The first thing I noticed is that the Intel manual does not consider this example to be a correct instruction:
imul rax, 2
yet both GCC/GAS (with .intel_syntax noprefix
) and NASM accept this instruction without problem. Using objdump -d
showed me this:
48 6b c0 02 imul $0x2,%rax,%rax
meaning it gets translated into a different instruction that is in fact documented in the manual.
I already find this weird and would like to know, why this even exists. The only place I could find this documented was in the NASM instruction set and, weirdly enough, in the Description of the imul
instruction in the Intel manual. The latter reads:
- Two-operand form — With this form the destination operand (the first operand) is multiplied by the source operand (second operand). The destination operand is a general purpose register and the source operand is an immediate value, a general-purpose register, or a memory location. The intermediate product (twice the size of the input operand) is truncated and stored in the destination operand location.

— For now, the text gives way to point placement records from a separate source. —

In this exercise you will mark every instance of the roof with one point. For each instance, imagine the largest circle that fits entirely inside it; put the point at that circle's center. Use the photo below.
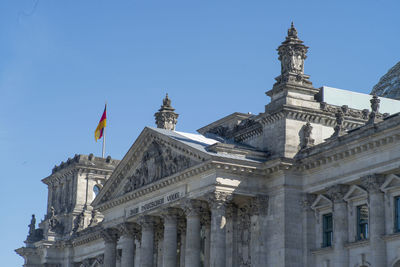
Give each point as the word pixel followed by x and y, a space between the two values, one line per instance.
pixel 357 100
pixel 201 143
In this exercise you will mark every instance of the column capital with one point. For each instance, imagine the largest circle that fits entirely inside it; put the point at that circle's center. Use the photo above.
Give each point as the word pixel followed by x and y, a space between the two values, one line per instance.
pixel 231 209
pixel 110 235
pixel 182 225
pixel 308 200
pixel 171 214
pixel 193 207
pixel 148 221
pixel 337 192
pixel 259 205
pixel 373 182
pixel 205 218
pixel 219 199
pixel 129 229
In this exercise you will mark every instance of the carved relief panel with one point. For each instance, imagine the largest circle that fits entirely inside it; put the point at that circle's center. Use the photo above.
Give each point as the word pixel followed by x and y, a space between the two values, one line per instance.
pixel 158 161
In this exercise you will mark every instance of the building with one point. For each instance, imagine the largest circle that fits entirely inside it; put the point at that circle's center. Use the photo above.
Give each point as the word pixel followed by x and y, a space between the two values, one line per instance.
pixel 305 183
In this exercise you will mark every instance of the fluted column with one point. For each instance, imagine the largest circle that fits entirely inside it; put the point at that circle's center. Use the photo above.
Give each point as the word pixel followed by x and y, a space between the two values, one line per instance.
pixel 217 202
pixel 308 229
pixel 206 223
pixel 376 218
pixel 170 245
pixel 340 228
pixel 137 251
pixel 147 246
pixel 193 209
pixel 128 231
pixel 110 237
pixel 259 208
pixel 182 235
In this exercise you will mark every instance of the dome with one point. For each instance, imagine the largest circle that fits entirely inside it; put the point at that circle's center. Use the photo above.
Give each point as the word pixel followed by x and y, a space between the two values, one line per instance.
pixel 389 84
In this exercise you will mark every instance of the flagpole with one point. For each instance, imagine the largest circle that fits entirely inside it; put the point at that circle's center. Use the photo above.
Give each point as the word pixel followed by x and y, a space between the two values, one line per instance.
pixel 103 151
pixel 104 143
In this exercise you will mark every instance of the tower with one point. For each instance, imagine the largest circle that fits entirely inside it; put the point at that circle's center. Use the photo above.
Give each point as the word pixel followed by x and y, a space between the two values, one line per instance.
pixel 166 118
pixel 292 84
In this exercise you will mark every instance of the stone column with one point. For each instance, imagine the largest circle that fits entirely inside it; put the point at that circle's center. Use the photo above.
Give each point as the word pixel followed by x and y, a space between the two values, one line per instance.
pixel 110 237
pixel 170 246
pixel 340 228
pixel 193 209
pixel 129 231
pixel 217 202
pixel 182 234
pixel 206 223
pixel 376 218
pixel 147 247
pixel 159 241
pixel 137 251
pixel 259 208
pixel 308 229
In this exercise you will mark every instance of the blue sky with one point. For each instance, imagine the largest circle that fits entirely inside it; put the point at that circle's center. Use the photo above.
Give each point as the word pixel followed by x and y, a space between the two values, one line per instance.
pixel 61 60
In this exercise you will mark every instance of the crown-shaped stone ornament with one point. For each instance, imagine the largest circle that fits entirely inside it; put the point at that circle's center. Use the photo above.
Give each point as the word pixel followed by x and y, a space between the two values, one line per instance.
pixel 166 118
pixel 292 53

That is inconsistent with the Opcode table of that same instruction.
The NASM instruction set also mentions imul reg64, sbytedword
and imul reg64, imm
instructions, neither of which I understand what they mean. imm
would imply that 64-bit immediates could be used as well, would it not? And the meaning of sbytedword
is unclear to me.
Now to the 32-bit immediates: The NASM instruction set mentions imul reg64, imm32
while both the Intel manual and the NASM set mention imul r64, r/m64, imm32
. However, normally when an immediate of a lower bitcount than the destination operand is used, the Intel manual specifically mentions sign-extension in the description column of the Opcode table. In this case, it is not mentioned, so I wondered what would happen if I happened to use a negative 32-bit immediate (in other words, requiring all 32 bits).
This is the assembly code I tested this with:
global imm_test
section .text
imm_test:
mov rax, rdi
imul rax, 0xFFDFFFFF
ret
Then I called the imm_test function from C:
#include <stdio.h>
int imm_test(int n);
int main() {
printf("%d\n", imm_test(1));
return 0;
}
If that 32-bit immediate were to be sign-extended, the value I would assume would have to be printed is -2097153
, which, when using NASM to assemble and GCC to compile and link, is exactly what is printed.
And yet NASM gives me this warning:
test.asm:7: warning: signed dword immediate exceeds bounds [-w+number-overflow] test.asm:7: warning: dword data exceeds bounds [-w+number-overflow]
However, looking at the disassembly again, the instruction is encoded exactly the way I would expect it to be:
48 69 c0 ff ff df ff imul $0xffffffffffdfffff,%rax,%rax
It's a 32-bit immediate sign-extended to 64-bit.
When I change the syntax of the assembly code to GAS's .intel_syntax noprefix
like so:
.intel_syntax noprefix
.global imm_test
.text
imm_test:
mov rax, rdi
imul rax, 0xFFDFFFFF
ret
and try to assemble this with the GNU assembler, I don't just get a warning, I get an error:
test.S: Assembler messages: test.S:8: Error: operand type mismatch for `imul
Changing the imul
instructions to the properly documented imul rax, rax, 0xFFDFFFFF
version does not change anything.
So I'm wondering, why is the documentation for imul
so inconsistent, and why are 32-bit immediates officially supported (and also work correctly), yet they give errors or warnings?